La pandemia ha mostrado la debilidad de esa izquierda grogui que copa las estructuras de representación y la esfera pública en esta provincia europea periférica. Han aflorado tanto su arraigada fe en el Estado —embridado por una gran burguesía que nunca soltará el dogal— como su profundo conservadurismo en tiempos de mudanzas históricas. La coyuntura actual, con el mayor recorte de derechos civiles y laborales de los últimos cuarenta años, ha sido insuficiente para que se sacudiera la modorra. Ha sido incapaz de defender una propuesta alternativa a la defensa derrotista del modelo socioliberal realmente existente, y a las acometidas de las ubicuas guerras culturales derechistas.
En paralelo, y de acuerdo con las leyes del materialismo histórico, el neoliberalismo anuncia a bombo y platillo que se dispone a dar un salto cualitativo en su extractivismo depredador, con el punto de mira puesto en nuestras montañas, valles y llanuras. Se avecina una renovada metropolización del devastado entorno rural, con molinos de viento y plantaciones solares gigantescas en la Euskal Herria vaciada, renovación de las concesiones hidroeléctricas al oligopolio energético, macrogranjas, represas y canales descomunales, trenes de alta velocidad, y tarifas de la luz por las nubes. Bienvenidas al capitalismo verde, el Green New Sacking ya está aquí, un asalto sin precedentes a nuestros comunes.

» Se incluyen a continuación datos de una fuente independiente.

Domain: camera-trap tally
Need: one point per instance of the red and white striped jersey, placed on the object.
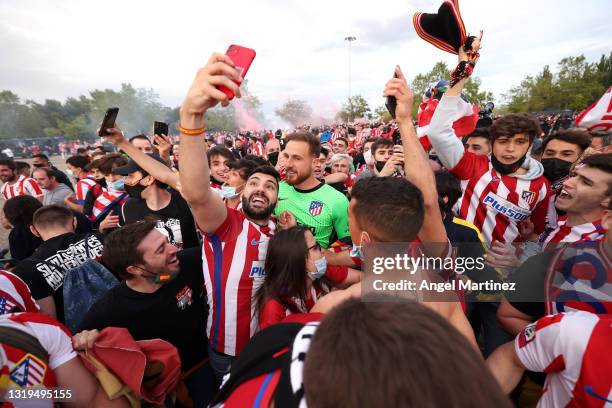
(579, 277)
(591, 231)
(105, 199)
(258, 149)
(15, 296)
(233, 264)
(495, 203)
(23, 186)
(82, 187)
(21, 369)
(574, 350)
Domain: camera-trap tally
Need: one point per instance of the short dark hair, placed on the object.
(141, 136)
(481, 132)
(603, 162)
(244, 167)
(50, 173)
(314, 144)
(581, 138)
(396, 354)
(390, 209)
(120, 247)
(40, 156)
(379, 144)
(448, 186)
(52, 216)
(79, 162)
(343, 140)
(8, 163)
(19, 165)
(19, 211)
(110, 161)
(219, 151)
(257, 159)
(514, 123)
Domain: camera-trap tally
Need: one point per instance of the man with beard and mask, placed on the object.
(150, 197)
(160, 297)
(235, 242)
(386, 161)
(559, 151)
(314, 204)
(499, 191)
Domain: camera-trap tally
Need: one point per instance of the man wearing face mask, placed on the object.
(106, 208)
(160, 297)
(559, 151)
(499, 191)
(150, 197)
(41, 160)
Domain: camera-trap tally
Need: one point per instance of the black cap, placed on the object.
(132, 167)
(444, 29)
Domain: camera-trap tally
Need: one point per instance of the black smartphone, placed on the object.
(160, 128)
(391, 102)
(109, 121)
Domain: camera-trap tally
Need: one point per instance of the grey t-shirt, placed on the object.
(57, 195)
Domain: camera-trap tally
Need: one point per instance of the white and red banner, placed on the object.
(598, 116)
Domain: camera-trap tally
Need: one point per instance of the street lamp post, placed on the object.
(350, 39)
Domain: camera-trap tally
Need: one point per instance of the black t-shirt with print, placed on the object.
(59, 254)
(175, 220)
(176, 312)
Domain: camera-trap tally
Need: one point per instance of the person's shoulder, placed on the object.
(331, 194)
(468, 229)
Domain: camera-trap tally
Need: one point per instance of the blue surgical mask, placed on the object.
(228, 192)
(321, 265)
(356, 252)
(116, 185)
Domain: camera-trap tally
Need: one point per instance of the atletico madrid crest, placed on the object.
(316, 207)
(528, 196)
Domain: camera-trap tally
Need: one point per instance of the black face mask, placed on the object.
(555, 169)
(135, 191)
(380, 165)
(273, 158)
(507, 168)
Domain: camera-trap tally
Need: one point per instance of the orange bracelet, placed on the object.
(191, 132)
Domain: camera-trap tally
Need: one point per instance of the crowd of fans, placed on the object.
(245, 253)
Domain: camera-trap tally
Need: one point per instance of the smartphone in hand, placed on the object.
(109, 121)
(391, 103)
(160, 128)
(242, 58)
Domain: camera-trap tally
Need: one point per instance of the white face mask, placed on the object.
(367, 156)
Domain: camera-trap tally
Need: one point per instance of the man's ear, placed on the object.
(34, 231)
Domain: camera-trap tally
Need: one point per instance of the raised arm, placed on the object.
(208, 208)
(416, 163)
(153, 167)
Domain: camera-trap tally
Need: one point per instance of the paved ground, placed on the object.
(57, 162)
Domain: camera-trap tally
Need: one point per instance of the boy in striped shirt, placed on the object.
(235, 242)
(499, 191)
(17, 185)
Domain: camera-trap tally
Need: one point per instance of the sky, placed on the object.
(62, 48)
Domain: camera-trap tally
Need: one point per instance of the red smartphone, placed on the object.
(242, 57)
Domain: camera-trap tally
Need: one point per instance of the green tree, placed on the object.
(355, 107)
(296, 112)
(576, 84)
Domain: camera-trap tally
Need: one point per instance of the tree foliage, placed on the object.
(576, 84)
(296, 112)
(440, 70)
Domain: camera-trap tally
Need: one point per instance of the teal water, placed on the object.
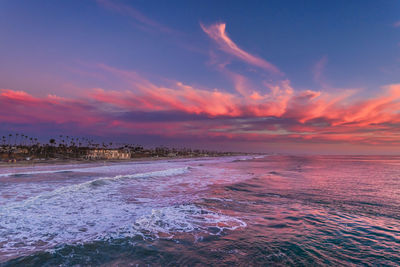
(244, 211)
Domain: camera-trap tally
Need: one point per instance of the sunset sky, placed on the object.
(262, 76)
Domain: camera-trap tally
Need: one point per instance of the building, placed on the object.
(108, 154)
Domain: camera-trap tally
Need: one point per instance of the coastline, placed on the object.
(49, 162)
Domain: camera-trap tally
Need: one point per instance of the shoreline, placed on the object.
(49, 162)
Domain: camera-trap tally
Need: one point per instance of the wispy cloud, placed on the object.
(318, 71)
(283, 114)
(217, 33)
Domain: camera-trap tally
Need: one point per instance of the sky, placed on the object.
(252, 76)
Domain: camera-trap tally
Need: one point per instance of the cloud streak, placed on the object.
(218, 33)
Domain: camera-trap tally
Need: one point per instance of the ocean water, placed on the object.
(243, 211)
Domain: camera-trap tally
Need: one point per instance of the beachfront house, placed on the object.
(108, 154)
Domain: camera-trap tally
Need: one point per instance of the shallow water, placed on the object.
(272, 210)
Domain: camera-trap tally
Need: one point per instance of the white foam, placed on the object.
(145, 203)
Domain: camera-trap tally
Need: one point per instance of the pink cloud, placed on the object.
(217, 33)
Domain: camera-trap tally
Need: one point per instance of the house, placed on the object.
(108, 154)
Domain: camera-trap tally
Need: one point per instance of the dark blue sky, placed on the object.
(70, 48)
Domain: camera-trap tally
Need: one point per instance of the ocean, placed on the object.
(272, 210)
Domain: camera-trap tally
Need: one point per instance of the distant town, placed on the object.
(20, 147)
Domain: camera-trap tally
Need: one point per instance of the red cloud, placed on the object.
(218, 33)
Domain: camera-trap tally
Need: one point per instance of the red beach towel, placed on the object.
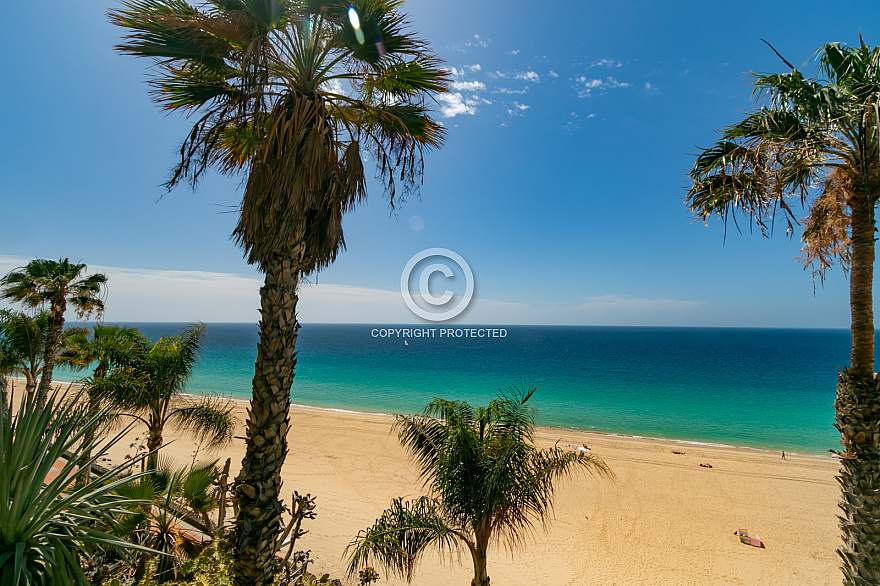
(753, 541)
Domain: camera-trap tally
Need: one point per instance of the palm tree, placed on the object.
(814, 142)
(114, 350)
(54, 284)
(265, 78)
(488, 482)
(23, 342)
(153, 395)
(181, 498)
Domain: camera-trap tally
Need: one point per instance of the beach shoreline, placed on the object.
(663, 519)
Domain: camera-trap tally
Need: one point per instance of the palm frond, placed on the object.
(401, 536)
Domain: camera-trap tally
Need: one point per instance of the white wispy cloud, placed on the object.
(476, 41)
(518, 109)
(143, 295)
(606, 63)
(468, 86)
(528, 76)
(452, 105)
(585, 85)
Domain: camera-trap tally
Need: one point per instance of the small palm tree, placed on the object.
(114, 351)
(487, 479)
(815, 142)
(46, 524)
(23, 342)
(179, 497)
(54, 284)
(154, 395)
(296, 95)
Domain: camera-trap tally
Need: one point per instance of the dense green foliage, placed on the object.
(46, 523)
(52, 285)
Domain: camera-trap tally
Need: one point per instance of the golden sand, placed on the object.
(662, 520)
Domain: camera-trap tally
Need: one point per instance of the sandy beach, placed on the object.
(662, 520)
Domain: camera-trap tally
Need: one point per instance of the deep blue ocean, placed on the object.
(760, 388)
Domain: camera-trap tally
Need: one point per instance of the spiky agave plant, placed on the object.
(46, 522)
(295, 94)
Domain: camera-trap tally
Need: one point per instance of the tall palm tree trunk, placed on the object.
(257, 488)
(154, 441)
(53, 346)
(4, 393)
(481, 575)
(857, 408)
(85, 475)
(479, 551)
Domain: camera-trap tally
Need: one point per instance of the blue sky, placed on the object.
(571, 129)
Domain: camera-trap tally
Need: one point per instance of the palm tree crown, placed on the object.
(54, 284)
(296, 94)
(815, 142)
(488, 481)
(152, 393)
(812, 143)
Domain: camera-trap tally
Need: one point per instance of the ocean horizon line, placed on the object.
(434, 325)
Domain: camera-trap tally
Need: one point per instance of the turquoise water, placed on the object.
(761, 388)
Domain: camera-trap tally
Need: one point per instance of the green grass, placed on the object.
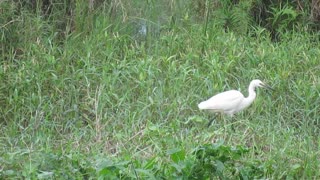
(99, 104)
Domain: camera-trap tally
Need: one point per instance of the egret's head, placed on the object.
(258, 83)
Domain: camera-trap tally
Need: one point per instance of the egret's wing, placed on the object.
(225, 101)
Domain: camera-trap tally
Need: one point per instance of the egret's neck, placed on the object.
(252, 95)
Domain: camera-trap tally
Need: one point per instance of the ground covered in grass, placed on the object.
(103, 103)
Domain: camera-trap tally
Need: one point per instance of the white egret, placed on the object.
(233, 101)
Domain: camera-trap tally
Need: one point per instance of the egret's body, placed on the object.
(233, 101)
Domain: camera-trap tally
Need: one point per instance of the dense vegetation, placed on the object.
(109, 89)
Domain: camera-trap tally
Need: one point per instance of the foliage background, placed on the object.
(109, 89)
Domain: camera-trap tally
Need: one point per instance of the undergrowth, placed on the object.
(112, 101)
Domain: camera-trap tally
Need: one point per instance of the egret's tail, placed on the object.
(202, 105)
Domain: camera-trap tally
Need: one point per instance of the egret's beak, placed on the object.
(267, 87)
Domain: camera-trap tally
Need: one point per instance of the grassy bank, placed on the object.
(105, 101)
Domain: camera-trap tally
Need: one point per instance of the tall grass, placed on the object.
(103, 101)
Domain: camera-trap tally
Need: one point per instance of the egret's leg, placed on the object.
(210, 122)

En este contexto, los centros sociales y gaztetxes se antojan cruciales. Porque además de ser lugares de experimentación colectiva y prácticas contraculturales, nadie niega con más lucidez el poder omnímodo del Estado neoliberal y la legitimidad de su ley y orden. Subvierten los códigos patriarcales, esquivan la alienación, producen cultura libre, activan circuitos de economía cooperativa, e impulsan dispositivos de intervención social. En ellos se respira la genuina generosidad de los insumisos al suicidio cotidiano de la resignación. Son la casilla de salida de los sujetos impuros que no tienen miedo a aventurarse en lo desconocido. Espacios necesarios, no como un fin en sí mismo, sino como punto de partida de cualquier política transformadora: la piedra de toque de la revuelta.
A su derecha está la izquierda zombi, responsable y acomodaticia, contemporizadora y burócrata, indiferente ante los desalojos, que ya torció el gesto con las revueltas de los inmigrantes de las banlieues, los bloqueos de las rotondas de los chalecos amarillos, o las ocupaciones de las plazas de las indignadas. El coronavirus solo ha reflejado su estado de muerte cerebral política. Mientras, los gaztetxes y centros sociales —de Kukutza a la Rotxapea—, tienen pendiente renovar el modelo y no pocos problemas, pero no han perdido ni un ápice de aroma a libertad. Hay que apoyarlos activamente, tienen que sentir nuestra solidaridad.